It was a 61.6% to 38.4% margin with a reported 12.7 million Australians turning in ballots before the November 7 deadline.

Although this is only a survey and not legally binding, it shows that citizens are in favor of equality and this may push parliament to a new law as early as Christmas.

According to New Now Next, Liberal Party Senator Dean Smith says he will introduce a same-sex marriage bill and will begin debates on Thursday.

But this is only the beginning. Anti-LGBT MPs say they will not concede even if the public backs marriage equality.

Two bills will go before parliament one by a coalition of same-sex marriage supporters led by Dean Smith and another by a right-wing senator James Paterson who will support marriage equality but not without religious freedoms attached.

This mirrors the same concept of bills introduced in America which allow people with religious convictions to discriminate against LGBT people in business and retail.

But the good news is Prime Minister of Australia Malcom Turnbull dismissed Paterson's marginalizing bill saying it has "no prospect" of passing. 

Anna Brown of the Equality Campaign said in a statement:

"This is not a marriage equality bill.
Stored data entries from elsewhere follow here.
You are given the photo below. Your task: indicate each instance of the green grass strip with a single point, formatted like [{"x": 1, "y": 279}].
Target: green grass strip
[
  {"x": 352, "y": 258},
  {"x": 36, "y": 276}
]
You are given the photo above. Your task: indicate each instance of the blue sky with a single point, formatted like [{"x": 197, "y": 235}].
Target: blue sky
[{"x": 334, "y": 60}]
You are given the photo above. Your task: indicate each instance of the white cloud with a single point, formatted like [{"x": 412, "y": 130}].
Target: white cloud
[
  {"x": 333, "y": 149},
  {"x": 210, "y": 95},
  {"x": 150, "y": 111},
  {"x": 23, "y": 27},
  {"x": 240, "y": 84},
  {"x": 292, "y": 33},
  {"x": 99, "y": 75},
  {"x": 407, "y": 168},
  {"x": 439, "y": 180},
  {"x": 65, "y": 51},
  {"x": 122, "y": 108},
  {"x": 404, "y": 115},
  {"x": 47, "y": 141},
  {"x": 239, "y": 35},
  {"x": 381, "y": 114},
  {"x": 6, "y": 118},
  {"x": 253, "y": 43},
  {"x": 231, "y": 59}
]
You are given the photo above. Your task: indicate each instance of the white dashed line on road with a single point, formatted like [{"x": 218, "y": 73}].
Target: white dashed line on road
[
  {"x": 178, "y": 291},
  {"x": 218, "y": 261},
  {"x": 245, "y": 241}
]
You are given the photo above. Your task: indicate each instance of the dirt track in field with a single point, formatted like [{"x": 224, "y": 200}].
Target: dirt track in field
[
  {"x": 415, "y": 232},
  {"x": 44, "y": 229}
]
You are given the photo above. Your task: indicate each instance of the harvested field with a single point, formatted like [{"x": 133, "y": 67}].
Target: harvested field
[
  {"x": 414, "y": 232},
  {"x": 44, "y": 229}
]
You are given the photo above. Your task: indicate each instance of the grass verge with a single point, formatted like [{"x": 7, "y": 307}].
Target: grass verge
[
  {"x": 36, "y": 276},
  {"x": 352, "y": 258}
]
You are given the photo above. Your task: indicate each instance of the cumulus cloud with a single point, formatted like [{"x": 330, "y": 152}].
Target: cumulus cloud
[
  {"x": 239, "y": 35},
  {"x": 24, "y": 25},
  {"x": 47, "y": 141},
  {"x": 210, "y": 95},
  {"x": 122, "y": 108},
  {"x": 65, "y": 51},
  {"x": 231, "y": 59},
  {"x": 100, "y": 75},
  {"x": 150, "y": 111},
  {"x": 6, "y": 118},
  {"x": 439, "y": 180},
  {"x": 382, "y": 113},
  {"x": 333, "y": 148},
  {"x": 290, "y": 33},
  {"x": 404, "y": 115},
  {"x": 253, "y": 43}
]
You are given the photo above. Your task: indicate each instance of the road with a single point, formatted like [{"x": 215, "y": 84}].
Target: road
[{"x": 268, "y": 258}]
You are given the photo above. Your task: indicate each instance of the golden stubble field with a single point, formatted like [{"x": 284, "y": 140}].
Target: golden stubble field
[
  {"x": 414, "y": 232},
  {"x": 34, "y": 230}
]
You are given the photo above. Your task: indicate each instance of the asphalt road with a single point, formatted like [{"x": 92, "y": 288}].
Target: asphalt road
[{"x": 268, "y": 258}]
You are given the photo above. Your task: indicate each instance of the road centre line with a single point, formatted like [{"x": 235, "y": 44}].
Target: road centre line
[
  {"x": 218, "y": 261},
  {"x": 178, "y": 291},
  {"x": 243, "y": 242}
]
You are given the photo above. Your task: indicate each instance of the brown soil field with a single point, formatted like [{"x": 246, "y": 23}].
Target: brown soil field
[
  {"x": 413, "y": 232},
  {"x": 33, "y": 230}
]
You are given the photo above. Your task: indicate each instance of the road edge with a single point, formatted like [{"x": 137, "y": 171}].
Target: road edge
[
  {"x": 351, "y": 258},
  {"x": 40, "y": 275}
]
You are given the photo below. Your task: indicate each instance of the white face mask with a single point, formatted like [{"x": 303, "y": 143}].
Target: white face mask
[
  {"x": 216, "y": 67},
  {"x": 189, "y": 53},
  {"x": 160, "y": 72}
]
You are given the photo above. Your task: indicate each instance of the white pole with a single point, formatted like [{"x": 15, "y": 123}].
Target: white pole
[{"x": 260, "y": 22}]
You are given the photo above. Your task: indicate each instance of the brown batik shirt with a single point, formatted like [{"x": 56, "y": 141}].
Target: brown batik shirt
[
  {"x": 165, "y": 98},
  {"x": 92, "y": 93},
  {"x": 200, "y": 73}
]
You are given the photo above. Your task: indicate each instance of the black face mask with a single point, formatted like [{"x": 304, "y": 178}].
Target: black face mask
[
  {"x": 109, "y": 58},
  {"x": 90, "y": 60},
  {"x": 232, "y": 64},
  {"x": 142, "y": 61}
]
It’s about enshrining discrimination and taking Australia back decades.

Australians are voting to make our country a fairer and more equal place, not to take us back to a time where people can be denied service at a shop.

‘We are confident that the majority of parliamentarians are sensible and will see this for what it is and not wind Australia back decades.

Australians have voted for equality, not more discrimination. Australians believe in a fair go for all – this Bill goes completely against what people have voted for."

Smith's proposal was endorsed Monday by Senators from the Liberal, Labor and Green parties.